The rise of InsurTech entities has been well documented across the risk transfer space, as an increasing number of insurers and reinsurers look to partner with new, potentially disruptive entities. And despite the insurance industry’s historically laggard outlook, Tiwari told Reinsurance News how insurance organisations are starting to understand the need to embrace change more quickly.
“At the same time, wholesale adoption of new technology without a comprehensive strategy is also dangerous. Re/insurers, who have long embraced legacy systems, need time to absorb and adjust to revolutionary tools. Rather than taking a transformational leap all at once, many are instead taking a ‘wait and see’ or experimental approach — especially in the London Market, where the Target Operating Model (TOM) is being developed and there is uncertainty about if and how insurance organisations will need to integrate with future market-wide platforms.
“To help navigate the implementation process for the intelligent technologies of 4IR, many organisations are also turning to managed services providers which combine domain-specific expertise and technological know-how — with people and resources of the calibre employed by re/insurers themselves. Such providers can customise approaches that ease the operational burdens and technological knowledge gaps across the entire insurance lifecycle,” said Tiwari.
Interestingly, Tiwari was eager to provide a recent example of operationalising 4IR technology, where an insurance managed services provider developed a rating and pricing engine for a carrier to integrate into its broker portal.
“The carrier expected between 300 and 1,700 transactions per day but the portal was soon being used by 1,000 brokers, generating 10,000 daily transactions. The usage volume resulted in 500 referrals each day, which was overwhelming the carrier’s underwriting team; and almost half the referrals were due to faulty or inactive addresses.
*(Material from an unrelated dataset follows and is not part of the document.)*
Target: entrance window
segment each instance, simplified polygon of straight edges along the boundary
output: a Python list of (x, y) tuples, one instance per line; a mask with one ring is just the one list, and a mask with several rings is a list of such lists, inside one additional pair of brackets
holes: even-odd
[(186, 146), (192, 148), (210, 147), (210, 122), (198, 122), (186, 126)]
The carrier’s underwriting executive wanted only unique referrals to come to the underwriters.
“To address the bottleneck, a machine learning mechanism was developed so when a referral first comes to an underwriter, it combines factors such as how much the premium has increased or decreased with referral conditions and value. For future transactions, if the referral condition and value remain intact, the system uses the first learned factor to calculate premium, meaning the application is not referred to the underwriting team.
“Geo-spatial data analysis was added to this machine learning rating and pricing platform, using Google Earth for ‘Address Not Found’ cases. By combining machine learning and geo-spatial data analysis, the number of referrals to underwriters was reduced by 60%, the broker and policyholder had better user experiences, and underwriting costs were cut by 60%,” explained Tiwari.
To conclude, Tiwari said; “The Fourth Industrial Revolution has unleashed a wealth of smart and connected technologies which are poised to transform the insurance industry in ways that will be difficult to predict. The pace of technological change in the industry is accelerating, and those companies that wait too long could soon see themselves left behind by more agile and adventurous competitors who are embracing 4IR.
“As Klaus Schwab, founder of the World Economic Forum (WEF) warned at the 2016 WEF in Davos, “There has never been a time of greater promise, or greater peril.”
“For re/insurers, whose business it is to predict and mitigate risk, the signs are increasingly clear: As 4IR gains traction in the networked economy, to remain complacent with the status quo in insurance operations is to risk becoming obsolete.”